Question

The height of the image formed by a converging lens on a screen is $8cm$. For the same position of the object and screen again an image of size $12.5cm$ is formed on the screen by shifting the lens. The height of the object:
A) $\dfrac{{625}}{{32}}cm$
B) $\dfrac{{64}}{{12.5}}cm$
C) $10cm$
D) None

Answer 1

Hint: The two provided cases are obtained by having a normal step up and then by shifting the positions of the lens. Obtain mathematical expressions for both the cases using the magnification formula and lens formula. Then solve them together by value substitution of one into the other, using their relation to get the required answer.

Formula used:
$\dfrac{1}{f} = \dfrac{1}{v} - \dfrac{1}{u}$
${M_1} = \dfrac{{{h_1}}}{h} = \dfrac{v}{u}$
${M_2} = \dfrac{{{h_2}}}{h} = \dfrac{{v'}}{{u'}}$

Complete solution:
As we know there are no changes in the position of the object or the screen in this question, and the only displacement is occurring for the position of the lens.
This question can be easily understood with the idea of a magnifying glass, let me explain it to you. Suppose you are trying to read a book with extremely small letters that you can only do with the help of a magnifying glass. Now you use a magnifying glass to view the letters, as we know similar to the question asked, a magnifying glass too has a converging lens, which is a convex lens. Now to get a better vision of the text we move the glass, keeping our eyes and the book in the same place.
We can make a diagram of the situation, and then do the basic math to arrive at the answer.

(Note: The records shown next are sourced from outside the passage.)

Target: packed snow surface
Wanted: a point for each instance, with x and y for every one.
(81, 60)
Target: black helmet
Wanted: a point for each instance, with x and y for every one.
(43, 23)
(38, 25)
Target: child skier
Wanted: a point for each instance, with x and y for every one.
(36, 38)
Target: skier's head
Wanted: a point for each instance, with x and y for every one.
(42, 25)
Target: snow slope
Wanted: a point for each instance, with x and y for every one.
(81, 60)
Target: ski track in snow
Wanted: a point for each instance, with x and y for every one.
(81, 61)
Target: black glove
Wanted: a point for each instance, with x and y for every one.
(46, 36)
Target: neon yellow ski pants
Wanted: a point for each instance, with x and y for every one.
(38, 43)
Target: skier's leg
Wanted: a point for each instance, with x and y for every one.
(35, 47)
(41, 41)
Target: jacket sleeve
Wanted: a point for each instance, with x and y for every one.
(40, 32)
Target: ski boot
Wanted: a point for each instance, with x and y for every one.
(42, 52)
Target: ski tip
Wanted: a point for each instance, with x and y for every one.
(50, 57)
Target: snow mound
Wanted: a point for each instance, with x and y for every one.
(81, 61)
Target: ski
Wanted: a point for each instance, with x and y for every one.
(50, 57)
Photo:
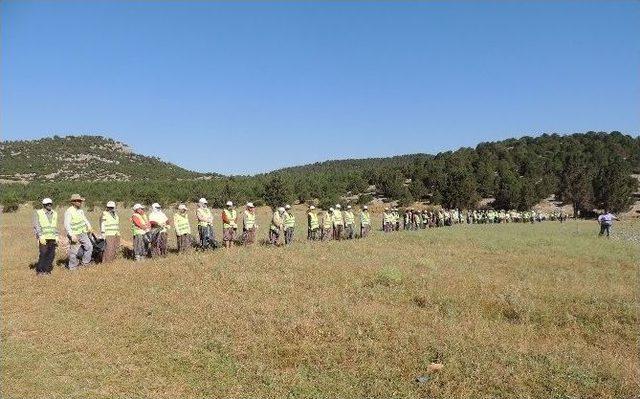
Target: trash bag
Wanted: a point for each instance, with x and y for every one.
(97, 253)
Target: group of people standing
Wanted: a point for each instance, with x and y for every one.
(150, 229)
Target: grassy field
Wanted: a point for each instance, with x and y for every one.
(544, 310)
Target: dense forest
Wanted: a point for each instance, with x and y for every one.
(588, 170)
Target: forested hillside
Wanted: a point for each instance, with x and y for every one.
(81, 158)
(588, 170)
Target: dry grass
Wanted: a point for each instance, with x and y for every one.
(547, 310)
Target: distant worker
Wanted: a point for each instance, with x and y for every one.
(312, 224)
(338, 222)
(110, 230)
(78, 229)
(205, 225)
(365, 222)
(327, 225)
(349, 223)
(289, 223)
(45, 226)
(249, 225)
(159, 227)
(396, 219)
(139, 228)
(606, 222)
(183, 228)
(229, 224)
(276, 226)
(387, 220)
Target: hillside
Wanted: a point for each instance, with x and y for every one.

In the figure P1 is the first position and P2 is the second position. D is the distance between the object and the screen and h denotes the height of the object.
From lens formulae
$\dfrac{1}{f} = \dfrac{1}{v} - \dfrac{1}{u}$
$ \Rightarrow \dfrac{1}{f} = \dfrac{1}{{d - u}} - \dfrac{1}{u}$
Let ${h_1}$and ${h_2}$be the two image heights.
Magnification of first position can be written as
${M_1} = \dfrac{{{h_1}}}{h} = \dfrac{v}{u}$
And for second position
${M_2} = \dfrac{{{h_2}}}{h} = \dfrac{{v'}}{{u'}}$
Multiplying both equations and simplifying
${M_1}{M_2} = \dfrac{{{h_1}}}{h}\dfrac{{{h_2}}}{h} = \dfrac{v}{u}\dfrac{{v'}}{{u'}}$
On simplifying equations of image distance, we get
$\eqalign{
& v = u \cr
& v' = u' \cr} $
Therefore
${h_1}{h_2} = {h^2}$
Substituting the values
$\therefore h = \sqrt {8 \times 12.5} = 10cm$
Hence, the height of the object is $10cm$.

Therefore, option C is the correct answer.

Note:
Note that the above formula is independent of the distance between the two lenses, the effect is already included in the heights of the images. It is very important to use proper sign convention in solving this problem; otherwise it will lead to false results.